CHRIS went on the Friday, and for days beforehand he was like a schoolboy going off for an unexpected holiday.
He packed his things long before they would be needed, and unpacked them again because he wanted to use them; he took stacks of clothes and golf sticks and a brand-new fishing-rod, which he put together for Marie's benefit, showing her how perfectly it was made and telling her what sport he hoped to have with it.

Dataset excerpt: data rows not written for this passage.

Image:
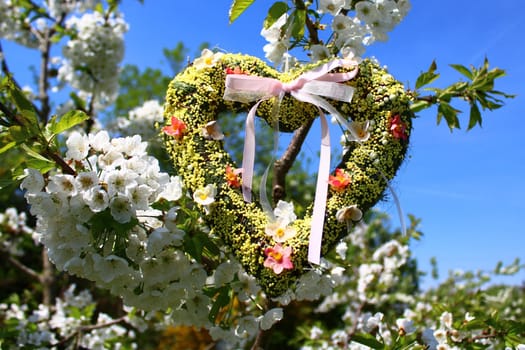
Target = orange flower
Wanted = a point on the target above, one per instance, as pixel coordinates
(177, 129)
(278, 258)
(339, 181)
(398, 128)
(232, 177)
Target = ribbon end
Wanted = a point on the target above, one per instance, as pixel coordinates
(314, 255)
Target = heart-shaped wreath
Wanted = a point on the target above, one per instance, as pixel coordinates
(378, 120)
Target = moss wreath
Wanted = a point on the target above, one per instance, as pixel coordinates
(195, 101)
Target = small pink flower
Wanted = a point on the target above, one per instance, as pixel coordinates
(398, 128)
(177, 129)
(235, 70)
(278, 258)
(232, 177)
(339, 181)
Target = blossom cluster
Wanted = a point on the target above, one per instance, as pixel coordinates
(93, 55)
(45, 326)
(141, 121)
(100, 223)
(354, 25)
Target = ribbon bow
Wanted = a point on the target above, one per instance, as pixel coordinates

Marie tried to be enthusiastic and failed; once long ago she had stood on a river bank with Chris and watched him play a trout, finally landing the silvery thing on the grassy bank, where it lay and gasped in the burning sunshine before he mercifully killed it with a stone.
She had hated the sport ever since—it had seemed so cruel, she thought.
In a moment of bravado she had once dared to say so to him, and had never forgotten the stony look of disapproval with which he regarded her.
"Cruel!" he echoed scathingly. "How In the world do you suppose fish are caught, then? You seem to like them for breakfast, anyway."
She knew that was true enough, but to see them served up cooked and inanimate was one thing, and to see them dragged from the clear depths of a river to gasp life away on the bank quite another.
Chris put the new rod away rather offendedly.
"Of course, you don't care for sport," he said, "I forgot."
122 That hurt more than anything, especially as she knew that either Dorothy Webber or Mrs. Heriot would have thoroughly entered into a discussion with him upon the merits of bait and the various catches he had successfully landed.